Onde, porém, está a verdade? Como poderá ser identificada em meio a um emaranhado de versões e de especulações? Por exemplo, o enigma do atentado de Dallas, que custou a vida do presidente norte-americano John Kennedy, em 22 de novembro de 1963, será algum dia decifrado, sem que paire a mínima sombra de dúvida? Não creio. Chegaremos a conhecer quem foi o assassino (ou, se for o caso, quais foram os assassinos), com absoluta certeza? Tenho minhas dúvidas.
Muitos juram que pautam suas vidas pela verdade. Todavia, quando lhes pedem que a definam, se perdem em ambigüidades e vazios lugares-comuns. Até porque, os maiores mentirosos jamais admitem que o sejam. Pisamos, amiúde, o instável e cediço terreno das aparências. E como é do conhecimento até do mundo mineral, nem tudo o que parece de fato é.
Filósofos, teólogos e escritores afirmam, desde os primórdios da civilização, que sua meta e objetivo são a busca da “verdade”. Apontam-nos caminhos que, ao cabo de algum tempo, a realidade comprova serem equivocados e ruins. Desfiam teorias e mais teorias, que são logo derrubadas e substituídas por outras, que também caem, e assim indefinidamente.
E o que é a tal “verdade”, tão apregoada, mas jamais definida sem ambigüidades e com precisão? Cada qual julga ser seu possuidor. Todavia, ninguém, de fato, chegou sequer perto dela. Da minha parte, considero que a única verdade, que merece, de fato, essa designação, é a da existência, onipotência, transcendência, imanência e eternidade de Deus (e ainda assim há insensatos que tentam desmentir essa evidência).
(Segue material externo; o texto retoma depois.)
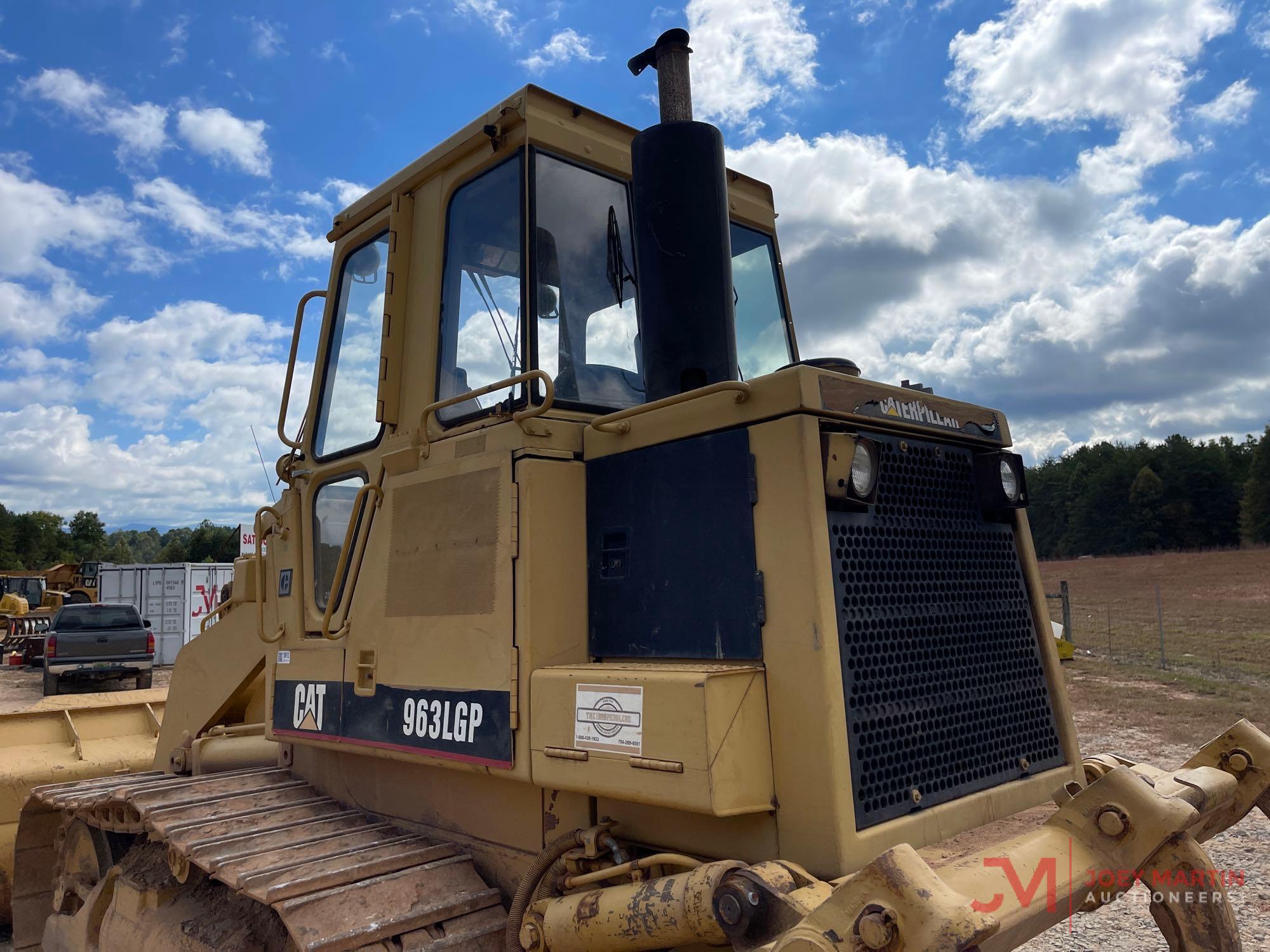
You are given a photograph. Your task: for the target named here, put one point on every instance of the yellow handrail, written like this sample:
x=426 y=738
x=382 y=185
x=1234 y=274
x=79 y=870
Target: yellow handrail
x=520 y=416
x=620 y=422
x=260 y=573
x=291 y=369
x=338 y=582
O resto...
Bem, o resto não passa de mero conjunto de teorias, passivas de serem desmontadas, e de especulações, quase nunca comprováveis ou que, quando parece que são, se revelam mero conjunto de aparências e, conseqüentemente, de engodos. Henri Bérgson, citado no livro “Vozes da França”, de André Maurois, traz à baila um dos sofismas mais antigos e interessantes e, no entanto, não-verdadeiro.
Escreve: “Lembrai-vos, por exemplo, das dificuldades propostas por Zenão de Eléia aos filósofos gregos da Antigüidade, às quais ninguém até hoje respondeu... Vamos supor, disse Zenão, que o mais rápido dos seres humanos, Aquiles, procura alcançar o mais moroso dos animais, a tartaruga. Eu digo que, se a tartaruga, ao partir, tem ligeira vantagem, Aquiles ganha o espaço que o separa da tartaruga, esta avança um pouco. Aquiles, portanto, terá de vencer essa nova distância. Enquanto isso, a tartaruga avançará ainda, muito pouco, mas sempre um pouco. E assim por diante. Portanto, Aquiles não alcançará nunca a tartaruga”. Até o mais tolo dos tolos, porém, sabe que na prática não é o que acontece.
Ambigüidade por ambigüidade, prefiro trilhar o terreno da imaginação O mundo da fantasia, aquele do faz-de-conta, o dos nossos sonhos, tem as dimensões exatas dos nossos desejos (pelo menos dos meus). Difere em muito do real, onde temos que lutar pela sobrevivência, sem muito espaço para correr atrás de abstrações.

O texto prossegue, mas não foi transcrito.